Assume there is a single point in the entire surface that is the hottest and that as we move away from it things become colder, i.e. the temperature of a point is related to its surface distance to the hottest point. This implies that starting at any point, I can look at an epsilon round it and fin the hottest point in that neighbourhood, then move towards it. I can then repeat that over and over again and thus converge to the hottest point.
This is gradient descent on the surface of the manifold. The existence of the above algorithm implies the existence of a tangent vector at every point that points to the direction of largest change in temperature on the surface.

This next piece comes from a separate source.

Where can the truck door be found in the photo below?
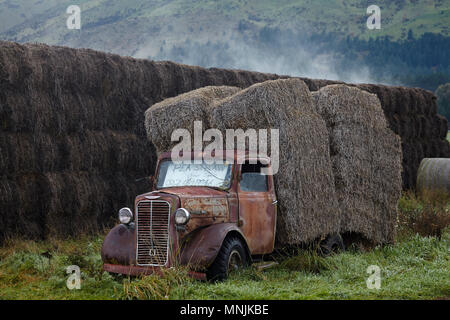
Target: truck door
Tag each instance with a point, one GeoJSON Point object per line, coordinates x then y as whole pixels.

Proof there is a gradient vector
Take an arbitrary point $p$. The surface is manifold, by definition there is an epsilon neighbourhood around $p$ that is isomorphic to the 2D plane. So let's evaluate $f$ on $E \subset M$, the epsilon neighbourhood. Because this region is isomorphic to the 2D plane through an isomorphism $I: E \rightarrow\mathbb{R}^2$ we can do the composition $f(X_E) = f(I(X_{\mathbb{R}^2}))$ where $X_E \in E$.

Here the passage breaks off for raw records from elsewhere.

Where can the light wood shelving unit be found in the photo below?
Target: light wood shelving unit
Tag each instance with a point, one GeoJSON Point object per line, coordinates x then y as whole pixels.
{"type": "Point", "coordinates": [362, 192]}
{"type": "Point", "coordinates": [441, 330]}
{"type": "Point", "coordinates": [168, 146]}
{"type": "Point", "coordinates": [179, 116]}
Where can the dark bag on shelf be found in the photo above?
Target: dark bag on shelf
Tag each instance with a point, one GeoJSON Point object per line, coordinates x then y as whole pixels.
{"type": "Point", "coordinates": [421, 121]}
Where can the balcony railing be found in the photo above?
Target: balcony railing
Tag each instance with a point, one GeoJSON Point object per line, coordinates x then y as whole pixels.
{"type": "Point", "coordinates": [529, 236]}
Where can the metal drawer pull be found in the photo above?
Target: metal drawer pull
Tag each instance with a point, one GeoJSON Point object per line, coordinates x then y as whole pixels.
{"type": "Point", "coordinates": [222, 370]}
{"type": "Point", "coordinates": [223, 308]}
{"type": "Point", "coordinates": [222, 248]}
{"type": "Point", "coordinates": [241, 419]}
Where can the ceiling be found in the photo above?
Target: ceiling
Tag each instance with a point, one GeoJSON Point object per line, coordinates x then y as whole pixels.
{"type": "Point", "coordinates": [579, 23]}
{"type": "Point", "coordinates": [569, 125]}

In plain English, we can evaluate $f$ directly on $\mathbb{R}^2$ so in other words $f(X_E) = f(x,y)$ for some $x,y \in \mathbb{R}$. So $f$ is now a smooth, differentiable, scalar valued function in 2 variables, so it objectively has a gradient vector in the domain $\mathbb{R}^2$ for any point $X$.
A more straightforward way to show that this gradient exists in $\mathbb{R}^2$ is purely algebraically:
We are given a parametric surface $s = <(X(u,v), Y(u,v), Z(u,v))>$ and a function $f: s\rightarrow\mathbb{R}$. This implies that $f(s(u,v)) = F(u,v)$ for some function $F:\mathbb{R}^2 \rightarrow \mathbb{R}$.
The gradient of $F$ is merely $\nabla F = <\frac{\partial F}{\partial u}, \frac{\partial F}{\partial v}>$
This implies that:
$\nabla f = <\frac{\partial f}{\partial X}\frac{\partial X}{\partial u} + \frac{\partial f}{\partial Y}\frac{\partial Y}{\partial u} + \frac{\partial f}{\partial Z}\frac{\partial Z}{\partial u}, \frac{\partial f}{\partial X}\frac{\partial X}{\partial v} + \frac{\partial f}{\partial Y}\frac{\partial Y}{\partial v} + \frac{\partial f}{\partial Z}\frac{\partial Z}{\partial v}>$
Thus $\nabla f$ is the gradient of $f$ as expressed in $\mathbb{R}^2$
Problem
Ok so hopefully any miss understanding from the prior attempt has been cleared off. A gradient vector must exist given the constraints. However What I have found is the gradient as expressed in the parametric domain $(u, v)$ However what I am looking for is the gradient expressed as a tangent vector to the surface, such that it points to the direction of greatest change, locally at any point.
This is where I am getting lost.
Definition
Well I technically found the answer after some more search, but this doesn't give me the proof.
The actual answer is that one just takes the gradient of $f$ in $\mathbb{R}^3$ and then projects it onto the tangent plane of the point. Which, ok, trivially this will be contained in the tangent plane of the surface. And it's certainly related to the gradient. But I don't immediately see that the orthogonal projection of $\nabla f$ onto the tangent plane is necessarily the direction of greatest change along the surface.
Like it makes sense, I just want to formalize it, prove it.
TL;DR I want to prove that $\nabla f - (\nabla f \cdot \vec{n}) \vec{n}$ (the gradient of $f$ minus its orthogonal component to the tangent plane) is the direction of greatest change along the surface $M$.